You may not want to do this for every single fact that you picked up during the interview, particularly if you are planning to interview several family members. However, for those pieces of information where you haven't been able to find primary sources, such as birth certificates for birth dates, it isn't a bad idea.
Check for Confirmation of New Data
If you learned new names, dates, and locations during your interview, that's great. Look at them carefully and decide what you need to do to verify them. An easy possibility is to check with other family members, but if they learned their family history from the same source as the person that you interviewed, then they are likely to give you the same information. A better solution is to check for outside sources: birth certificates for birth dates and birthplaces, marriage certificates for marriage information, and so forth.
Weigh the Facts on Conflicting Data
Sometimes during an interview you will find that one relative's idea of when or how a particular event took place is different from another relative's idea. As in the previous point, you need to weigh the information, and then decide what you can do to help clear up the facts. Sometimes it won't be possible to determine which interpretation is correct, but in other cases you will be able to check outside sources.
Decide Who You Want to Talk to Next
With your interview complete, you've hopefully learned quite a bit, but probably still have many questions. You will want to spend some time researching those questions with records and other traditional written resources, but there are most likely other family members or friends who would also be willing to share a story with you. Start considering who you would like to speak with next.

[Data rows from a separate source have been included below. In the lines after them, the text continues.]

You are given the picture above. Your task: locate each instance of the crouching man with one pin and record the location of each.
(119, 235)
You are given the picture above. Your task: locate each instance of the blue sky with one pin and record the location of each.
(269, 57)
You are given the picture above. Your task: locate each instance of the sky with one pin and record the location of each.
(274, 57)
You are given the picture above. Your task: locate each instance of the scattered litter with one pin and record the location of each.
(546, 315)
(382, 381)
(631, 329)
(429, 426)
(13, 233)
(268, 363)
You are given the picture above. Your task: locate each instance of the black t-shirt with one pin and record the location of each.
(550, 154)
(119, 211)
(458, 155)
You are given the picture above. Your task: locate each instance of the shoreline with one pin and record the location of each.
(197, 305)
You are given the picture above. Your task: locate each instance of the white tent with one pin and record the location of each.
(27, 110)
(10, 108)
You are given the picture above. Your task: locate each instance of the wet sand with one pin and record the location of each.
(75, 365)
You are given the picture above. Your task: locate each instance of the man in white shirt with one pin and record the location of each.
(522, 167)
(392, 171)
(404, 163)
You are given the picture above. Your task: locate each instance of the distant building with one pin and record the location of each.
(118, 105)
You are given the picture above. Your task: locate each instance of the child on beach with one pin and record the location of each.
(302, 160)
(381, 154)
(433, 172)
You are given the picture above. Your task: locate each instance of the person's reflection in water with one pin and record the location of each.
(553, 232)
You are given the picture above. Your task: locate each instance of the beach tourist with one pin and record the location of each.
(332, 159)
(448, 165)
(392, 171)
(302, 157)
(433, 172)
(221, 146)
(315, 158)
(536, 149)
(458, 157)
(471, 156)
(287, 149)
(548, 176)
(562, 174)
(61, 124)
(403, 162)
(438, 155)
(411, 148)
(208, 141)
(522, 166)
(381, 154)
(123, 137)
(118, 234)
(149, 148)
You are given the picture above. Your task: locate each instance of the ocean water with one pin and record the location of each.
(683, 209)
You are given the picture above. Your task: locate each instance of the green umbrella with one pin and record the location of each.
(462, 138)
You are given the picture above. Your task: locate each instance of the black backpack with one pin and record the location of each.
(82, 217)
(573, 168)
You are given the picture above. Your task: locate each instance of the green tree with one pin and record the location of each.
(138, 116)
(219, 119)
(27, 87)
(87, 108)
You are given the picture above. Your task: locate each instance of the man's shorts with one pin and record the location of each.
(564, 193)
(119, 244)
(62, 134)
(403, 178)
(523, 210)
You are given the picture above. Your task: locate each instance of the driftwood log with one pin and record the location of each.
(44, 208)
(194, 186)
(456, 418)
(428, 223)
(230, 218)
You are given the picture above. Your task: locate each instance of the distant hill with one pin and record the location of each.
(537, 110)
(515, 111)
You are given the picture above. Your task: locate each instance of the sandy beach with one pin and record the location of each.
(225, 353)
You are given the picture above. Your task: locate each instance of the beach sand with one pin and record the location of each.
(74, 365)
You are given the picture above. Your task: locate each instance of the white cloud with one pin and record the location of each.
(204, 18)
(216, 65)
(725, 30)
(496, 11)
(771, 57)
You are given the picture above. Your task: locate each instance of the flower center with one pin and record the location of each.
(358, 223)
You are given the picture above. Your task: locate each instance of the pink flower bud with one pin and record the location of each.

But What About the Stories?
Names and dates are great, and they have been the main focus of our discussion thus far, but what about Aunt Billie's tales of the apple orchards and day-to-day life on the ranch? These are some of the best ways to make our family histories come alive and perhaps interest other family members in genealogy.
Be sure that transcriptions or taped versions are circulated among your family members. If there is a family newsletter or Web site, it is the perfect location to include an account of how past family members celebrated the 4th of July. Stories such as these don't have to be long, so are relatively easy to put out. You can also gather the stories into a family book, or, at the next family reunion, even have the kids create a play based on some of the family stories ó just don't let them take too much poetic license.
Oral histories are always worthwhile, because they let you escape from your computer and dusty books for a short time and interact with someone who played a role in your family history. Once you have had the pleasure of doing this, be sure to spend some time taking advantage of all that you have learned.